ComponentRequirement
InfrastructureAKS cluster deployed via Infrastructure Guide
Azure ML or OSMOAt least one platform configured (see Platform Selection section)
HuggingFace tokenRequired only for private HuggingFace datasets (hf_token credential); Azure Blob and Data Asset sources use managed identity

🚀 Quick Start

Azure ML

./scripts/submit-azureml-lerobot-training.sh \
-d lerobot/aloha_sim_insertion_human

OSMO

./scripts/submit-osmo-lerobot-training.sh \
-d lerobot/aloha_sim_insertion_human

End-to-End Pipeline (OSMO)

Train, evaluate, and register in one command:

./scripts/run-lerobot-pipeline.sh \
-d lerobot/aloha_sim_insertion_human \
--policy-repo-id user/my-act-policy \
-r my-act-model

🧠 Policy Architectures

ArchitectureTypeStrengths
ACTAction Chunking with TransformersMulti-step prediction, temporal coherence
DiffusionDenoising Diffusion PolicyMulti-modal action distributions

Select the architecture with --policy-type:

# ACT policy (default)
./scripts/submit-osmo-lerobot-training.sh -d user/dataset -p act

# Diffusion policy
./scripts/submit-osmo-lerobot-training.sh -d user/dataset -p diffusion

⚖️ Platform Selection

AspectAzure MLOSMO
Submissionaz ml job createosmo workflow submit
Experiment trackingMLflow (managed)MLflow (Azure ML backend)
Credential handlingAzure ML environment variablesosmo credential set injection
Dataset deliveryHuggingFace Hub, Azure Blob, or AzureML data assetsHuggingFace Hub or direct Azure Blob URLs
Pipeline supportManual multi-steprun-lerobot-pipeline.sh orchestration

⚙️ Training Configuration

ParameterDefaultDescription
--dataset-repo-idRequired for HuggingFace; dataset for Blob sourcesHuggingFace dataset repository or logical local dataset name
--blob-url(none)Direct Azure Blob dataset URL; repeat for multiple sources
--policy-typeactPolicy: act or diffusion
--job-namelerobot-act-trainingJob identifier
--imagepytorch/pytorch:2.11.0-cuda12.8-cudnn9-runtimeContainer image
--training-steps100000Total training iterations
--batch-size32Training batch size
--save-freq5000Checkpoint save frequency
--policy-repo-id(none)Pre-trained policy for fine-tuning
--init-from-policy-model(none)Warm-start from a registered AzureML model (azureml:NAME:VERSION); AzureML only

Fine-Tuning from Existing Policy

./scripts/submit-osmo-lerobot-training.sh \
-d user/my-dataset \
--policy-repo-id user/pretrained-act \
--training-steps 50000 \
--batch-size 16

Warm-Starting from a Registered AzureML Model (AzureML only)
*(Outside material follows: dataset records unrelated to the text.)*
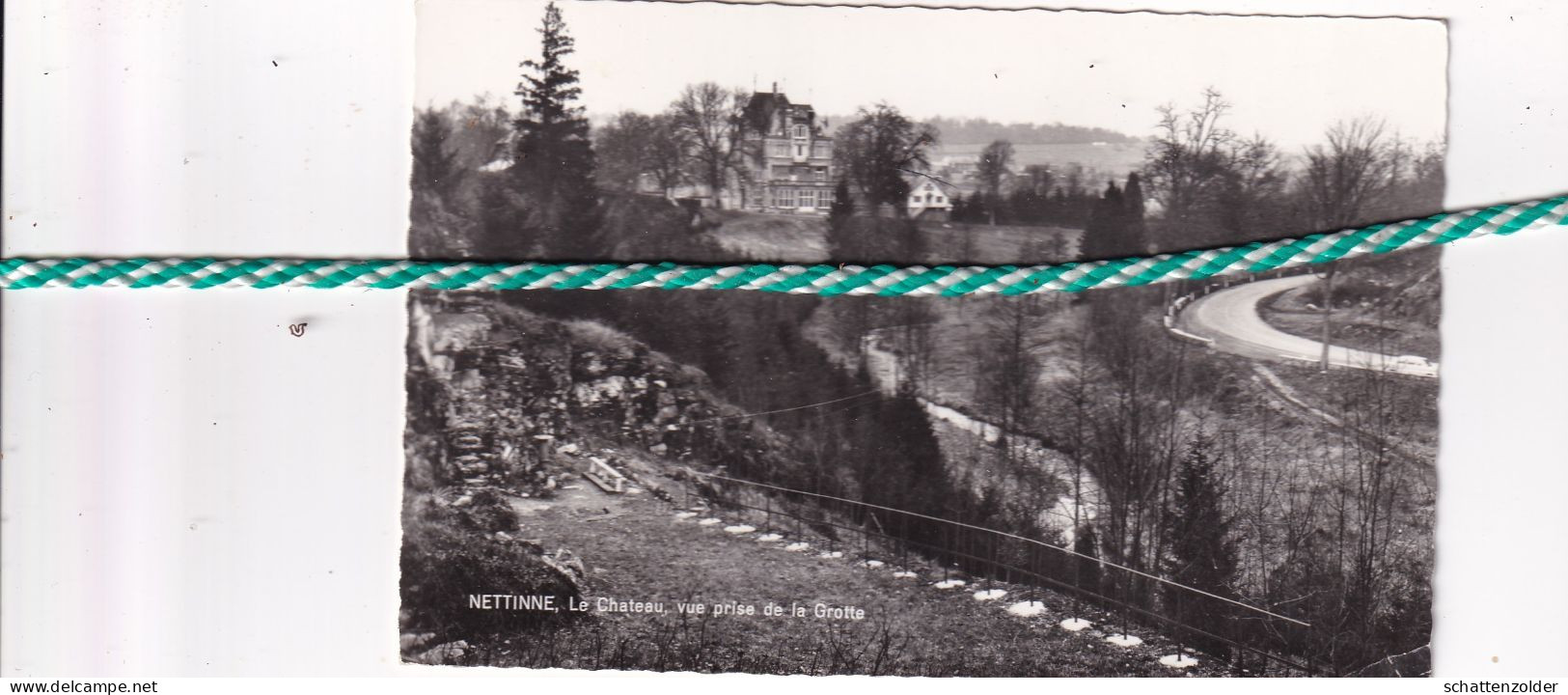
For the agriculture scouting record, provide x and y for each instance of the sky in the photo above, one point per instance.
(1286, 77)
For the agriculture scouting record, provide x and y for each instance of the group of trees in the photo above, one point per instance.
(546, 203)
(1217, 187)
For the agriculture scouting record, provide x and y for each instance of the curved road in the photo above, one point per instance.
(1229, 319)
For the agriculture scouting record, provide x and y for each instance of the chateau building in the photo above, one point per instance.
(787, 157)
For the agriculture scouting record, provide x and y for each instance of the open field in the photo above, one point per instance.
(775, 238)
(802, 238)
(1115, 158)
(998, 245)
(1355, 326)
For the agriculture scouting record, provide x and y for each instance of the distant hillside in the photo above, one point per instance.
(982, 130)
(1109, 158)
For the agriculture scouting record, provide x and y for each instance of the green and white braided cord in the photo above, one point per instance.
(812, 280)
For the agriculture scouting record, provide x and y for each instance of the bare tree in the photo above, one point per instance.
(709, 118)
(995, 163)
(1346, 178)
(1187, 162)
(877, 150)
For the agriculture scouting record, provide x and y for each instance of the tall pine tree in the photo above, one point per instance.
(1201, 552)
(554, 168)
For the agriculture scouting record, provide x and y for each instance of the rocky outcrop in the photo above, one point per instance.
(504, 389)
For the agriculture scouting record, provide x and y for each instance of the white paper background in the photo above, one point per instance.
(188, 489)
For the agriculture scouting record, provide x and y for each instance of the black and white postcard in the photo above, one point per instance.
(1231, 477)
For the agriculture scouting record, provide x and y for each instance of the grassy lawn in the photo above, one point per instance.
(775, 238)
(802, 238)
(635, 549)
(998, 245)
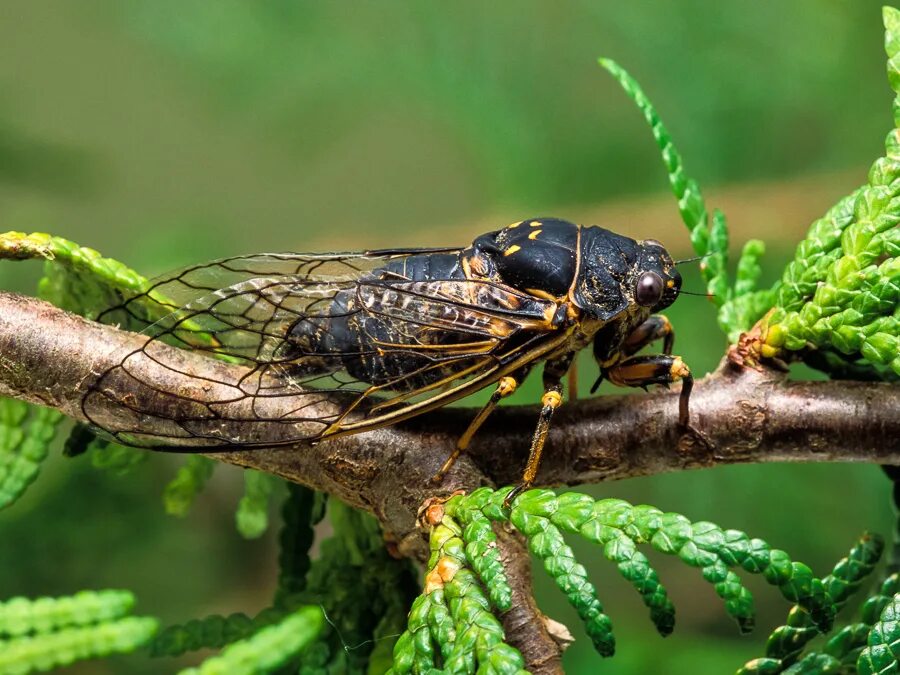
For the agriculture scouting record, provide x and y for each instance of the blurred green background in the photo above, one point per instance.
(170, 132)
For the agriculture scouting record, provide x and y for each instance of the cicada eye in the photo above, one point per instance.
(649, 289)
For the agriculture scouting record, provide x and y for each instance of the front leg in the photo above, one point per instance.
(554, 371)
(608, 353)
(642, 371)
(657, 327)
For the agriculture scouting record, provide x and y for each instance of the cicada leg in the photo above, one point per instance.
(554, 371)
(642, 371)
(657, 327)
(505, 387)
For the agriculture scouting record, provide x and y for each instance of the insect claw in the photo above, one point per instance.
(515, 492)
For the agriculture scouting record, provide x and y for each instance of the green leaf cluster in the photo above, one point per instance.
(464, 546)
(47, 633)
(838, 302)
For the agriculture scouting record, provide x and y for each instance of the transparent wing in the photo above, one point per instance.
(307, 347)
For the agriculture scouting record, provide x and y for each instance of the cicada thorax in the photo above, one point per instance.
(538, 256)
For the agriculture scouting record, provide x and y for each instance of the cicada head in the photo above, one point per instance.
(617, 272)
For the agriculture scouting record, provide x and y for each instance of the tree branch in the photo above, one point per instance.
(50, 357)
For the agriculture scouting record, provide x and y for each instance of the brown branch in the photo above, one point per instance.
(51, 357)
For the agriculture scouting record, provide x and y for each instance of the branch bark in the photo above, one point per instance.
(50, 357)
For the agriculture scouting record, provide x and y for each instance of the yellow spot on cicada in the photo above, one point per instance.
(679, 369)
(551, 398)
(506, 385)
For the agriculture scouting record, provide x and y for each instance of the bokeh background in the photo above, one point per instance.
(170, 132)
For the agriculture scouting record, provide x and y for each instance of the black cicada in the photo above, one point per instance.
(343, 343)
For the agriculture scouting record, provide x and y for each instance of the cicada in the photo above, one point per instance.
(335, 344)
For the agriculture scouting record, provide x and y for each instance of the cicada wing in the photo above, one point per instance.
(308, 347)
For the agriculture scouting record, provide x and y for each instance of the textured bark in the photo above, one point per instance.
(50, 357)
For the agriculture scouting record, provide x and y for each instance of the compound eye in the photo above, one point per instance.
(649, 289)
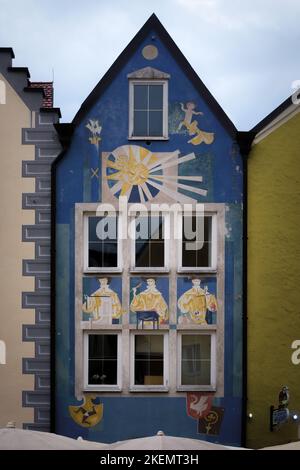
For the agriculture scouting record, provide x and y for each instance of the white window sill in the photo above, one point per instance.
(149, 270)
(196, 388)
(196, 270)
(146, 388)
(148, 138)
(195, 327)
(102, 388)
(102, 270)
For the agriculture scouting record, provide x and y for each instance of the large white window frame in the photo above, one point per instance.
(108, 387)
(107, 269)
(149, 388)
(214, 245)
(166, 231)
(164, 83)
(213, 361)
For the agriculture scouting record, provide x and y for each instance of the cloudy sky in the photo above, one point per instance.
(246, 52)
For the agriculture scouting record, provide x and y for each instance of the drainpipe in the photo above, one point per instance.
(244, 140)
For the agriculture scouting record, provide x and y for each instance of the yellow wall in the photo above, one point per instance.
(273, 279)
(14, 115)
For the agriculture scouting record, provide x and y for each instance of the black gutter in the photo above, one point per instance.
(244, 140)
(64, 131)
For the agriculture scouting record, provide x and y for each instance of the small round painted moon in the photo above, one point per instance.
(150, 52)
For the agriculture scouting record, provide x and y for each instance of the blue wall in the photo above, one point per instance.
(221, 166)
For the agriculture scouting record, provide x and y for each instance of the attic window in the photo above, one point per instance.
(148, 106)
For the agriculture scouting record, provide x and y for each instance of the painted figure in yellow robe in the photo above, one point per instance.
(103, 304)
(192, 126)
(195, 302)
(150, 299)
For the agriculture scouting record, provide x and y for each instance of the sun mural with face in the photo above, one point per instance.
(139, 174)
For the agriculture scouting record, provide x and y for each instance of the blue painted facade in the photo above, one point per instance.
(79, 179)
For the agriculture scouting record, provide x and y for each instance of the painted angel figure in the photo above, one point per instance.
(196, 302)
(95, 129)
(192, 125)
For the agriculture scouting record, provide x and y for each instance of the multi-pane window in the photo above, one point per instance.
(102, 243)
(148, 109)
(198, 243)
(102, 362)
(149, 362)
(196, 360)
(149, 243)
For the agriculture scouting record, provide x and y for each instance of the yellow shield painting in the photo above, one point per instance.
(88, 414)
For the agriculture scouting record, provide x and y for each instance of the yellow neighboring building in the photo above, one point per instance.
(274, 274)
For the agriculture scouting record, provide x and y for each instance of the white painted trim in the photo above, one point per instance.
(213, 364)
(165, 135)
(103, 388)
(166, 268)
(214, 246)
(151, 388)
(87, 269)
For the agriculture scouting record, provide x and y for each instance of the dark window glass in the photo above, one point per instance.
(103, 242)
(155, 96)
(149, 242)
(148, 110)
(140, 123)
(149, 360)
(140, 97)
(195, 359)
(197, 255)
(103, 359)
(155, 123)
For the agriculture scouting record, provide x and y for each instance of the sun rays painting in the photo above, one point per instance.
(140, 175)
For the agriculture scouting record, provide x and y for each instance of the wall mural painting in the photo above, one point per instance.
(197, 303)
(95, 130)
(101, 300)
(141, 175)
(211, 423)
(191, 125)
(149, 302)
(89, 413)
(198, 404)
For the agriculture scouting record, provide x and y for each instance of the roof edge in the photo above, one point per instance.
(8, 50)
(273, 115)
(154, 23)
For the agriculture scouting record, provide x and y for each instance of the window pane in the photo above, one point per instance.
(195, 360)
(140, 97)
(157, 255)
(110, 255)
(95, 255)
(149, 245)
(155, 96)
(155, 123)
(140, 125)
(201, 257)
(103, 359)
(93, 221)
(149, 360)
(142, 254)
(103, 244)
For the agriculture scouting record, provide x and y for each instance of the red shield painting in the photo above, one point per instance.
(198, 404)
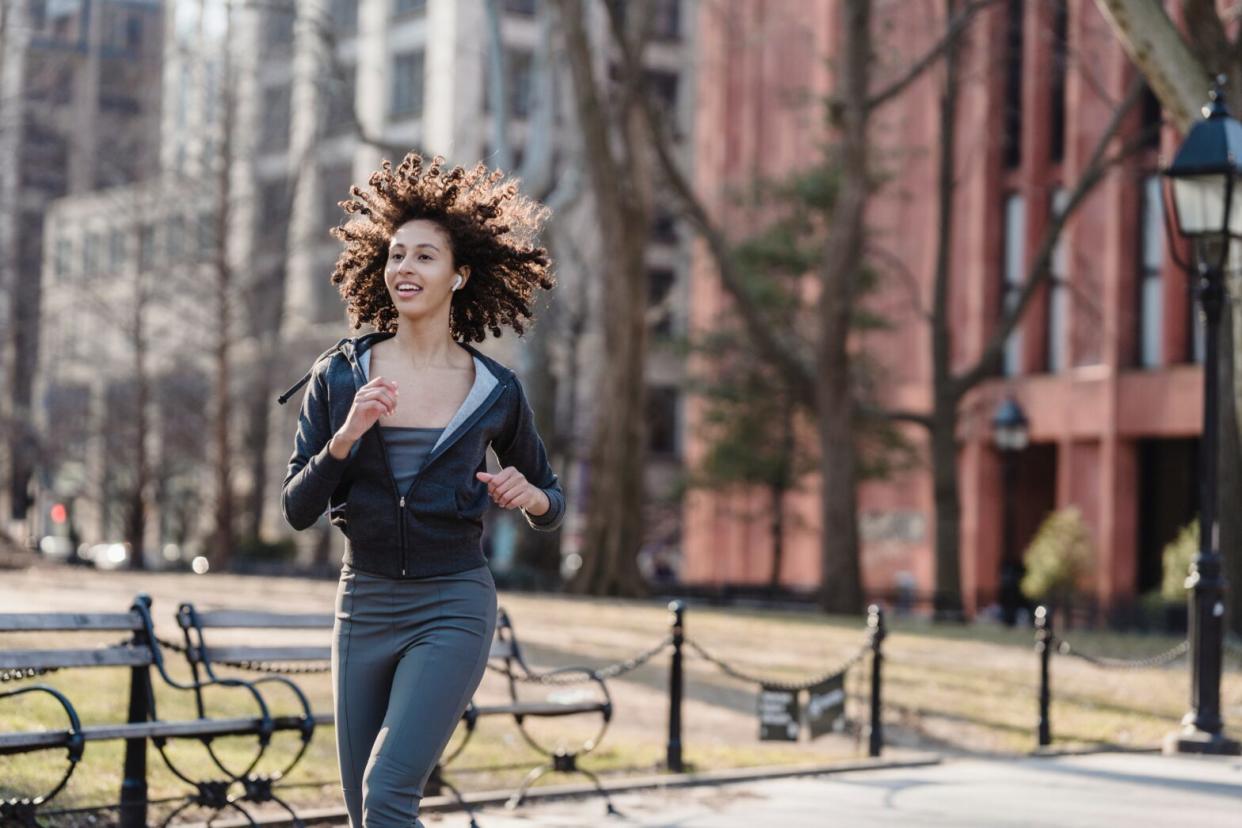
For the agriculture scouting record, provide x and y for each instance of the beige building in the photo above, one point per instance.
(319, 92)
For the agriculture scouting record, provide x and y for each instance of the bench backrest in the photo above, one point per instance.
(131, 652)
(195, 622)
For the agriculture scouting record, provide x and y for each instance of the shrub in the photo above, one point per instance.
(1058, 558)
(1176, 558)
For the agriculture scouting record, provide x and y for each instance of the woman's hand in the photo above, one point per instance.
(511, 489)
(374, 400)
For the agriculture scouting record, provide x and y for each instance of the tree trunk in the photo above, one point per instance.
(222, 535)
(947, 603)
(610, 546)
(841, 577)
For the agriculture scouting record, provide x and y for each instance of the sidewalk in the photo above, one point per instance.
(1130, 790)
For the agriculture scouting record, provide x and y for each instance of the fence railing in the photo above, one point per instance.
(1047, 643)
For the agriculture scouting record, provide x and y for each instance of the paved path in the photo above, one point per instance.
(1130, 790)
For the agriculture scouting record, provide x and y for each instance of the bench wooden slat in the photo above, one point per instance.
(119, 656)
(540, 709)
(267, 653)
(191, 729)
(244, 618)
(68, 621)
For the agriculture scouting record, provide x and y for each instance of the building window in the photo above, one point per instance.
(116, 251)
(174, 237)
(90, 256)
(1150, 282)
(519, 75)
(275, 129)
(278, 26)
(1153, 118)
(272, 220)
(344, 16)
(206, 234)
(1011, 133)
(660, 286)
(407, 8)
(342, 91)
(1060, 61)
(662, 87)
(662, 420)
(663, 226)
(406, 101)
(145, 248)
(334, 185)
(63, 253)
(1014, 272)
(1058, 292)
(666, 19)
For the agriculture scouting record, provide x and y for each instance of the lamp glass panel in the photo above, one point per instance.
(1200, 201)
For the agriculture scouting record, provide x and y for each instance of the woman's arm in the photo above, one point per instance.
(524, 451)
(313, 471)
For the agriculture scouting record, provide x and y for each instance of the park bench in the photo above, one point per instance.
(504, 658)
(139, 651)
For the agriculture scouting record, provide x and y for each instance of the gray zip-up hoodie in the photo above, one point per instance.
(436, 525)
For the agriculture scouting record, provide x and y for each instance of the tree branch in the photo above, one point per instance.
(1041, 267)
(953, 32)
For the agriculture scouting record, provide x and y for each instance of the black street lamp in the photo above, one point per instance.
(1204, 176)
(1010, 436)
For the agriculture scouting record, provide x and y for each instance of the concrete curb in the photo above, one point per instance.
(655, 782)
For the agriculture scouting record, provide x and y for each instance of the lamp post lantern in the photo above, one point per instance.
(1010, 436)
(1204, 180)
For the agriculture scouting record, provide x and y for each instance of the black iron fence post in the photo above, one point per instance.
(675, 688)
(133, 786)
(1043, 646)
(876, 634)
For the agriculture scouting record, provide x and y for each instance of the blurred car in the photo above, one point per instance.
(55, 548)
(108, 556)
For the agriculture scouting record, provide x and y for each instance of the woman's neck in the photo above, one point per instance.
(425, 345)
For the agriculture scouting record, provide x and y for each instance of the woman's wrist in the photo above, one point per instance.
(339, 446)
After a previous AzureML run has registered a checkpoint with --register-checkpoint NAME, a follow-up AzureML run can seed weights from that model. Optimizer state, scheduler state, and the step counter are not restored — only the policy weights — so this is "warm-start" rather than "resume". Not yet supported by the OSMO submission script.

./training/il/scripts/submit-azureml-lerobot-training.sh \
-d user/my-dataset \
--init-from-policy-model azureml:my-act-policy:7 \
--training-steps 50000

Accepted URI forms:

  • azureml:NAME:VERSION — version must be numeric. azureml:NAME@latest and bare azureml:NAME are rejected to keep submissions reproducible.
  • azureml://locations/.../models/NAME/versions/VERSION — fully-qualified workspace asset URI.
  • https://...blob.core.windows.net/... — direct blob URL pointing at a folder containing config.json and model.safetensors.

The MLflow run for the new job is tagged with warm_start.source, and (for azureml:NAME:VERSION inputs) warm_start.model_name and warm_start.model_version so runs can be filtered by upstream model in the MLflow UI.

🔑 Credential Setup

OSMO Credentials

OSMO injects credentials at workflow runtime:

# HuggingFace token (required for private datasets)
osmo credential set hf_token --generic --value "hf_..."

Azure ML Credentials

Azure ML uses workspace-managed identity. Set environment variables for custom configurations:

VariableDescription
AZURE_SUBSCRIPTION_IDAzure subscription ID
AZURE_RESOURCE_GROUPResource group name
AZUREML_WORKSPACE_NAMEAzure ML workspace name
AZUREML_COMPUTECompute target name

📊 Experiment Logging

MLflow (Azure ML Managed)

Azure ML training uses workspace MLflow automatically. OSMO LeRobot workflows log to the same Azure ML workspace resolved from Terraform outputs or the AZURE_SUBSCRIPTION_ID, AZURE_RESOURCE_GROUP, and AZUREML_WORKSPACE_NAME environment variables.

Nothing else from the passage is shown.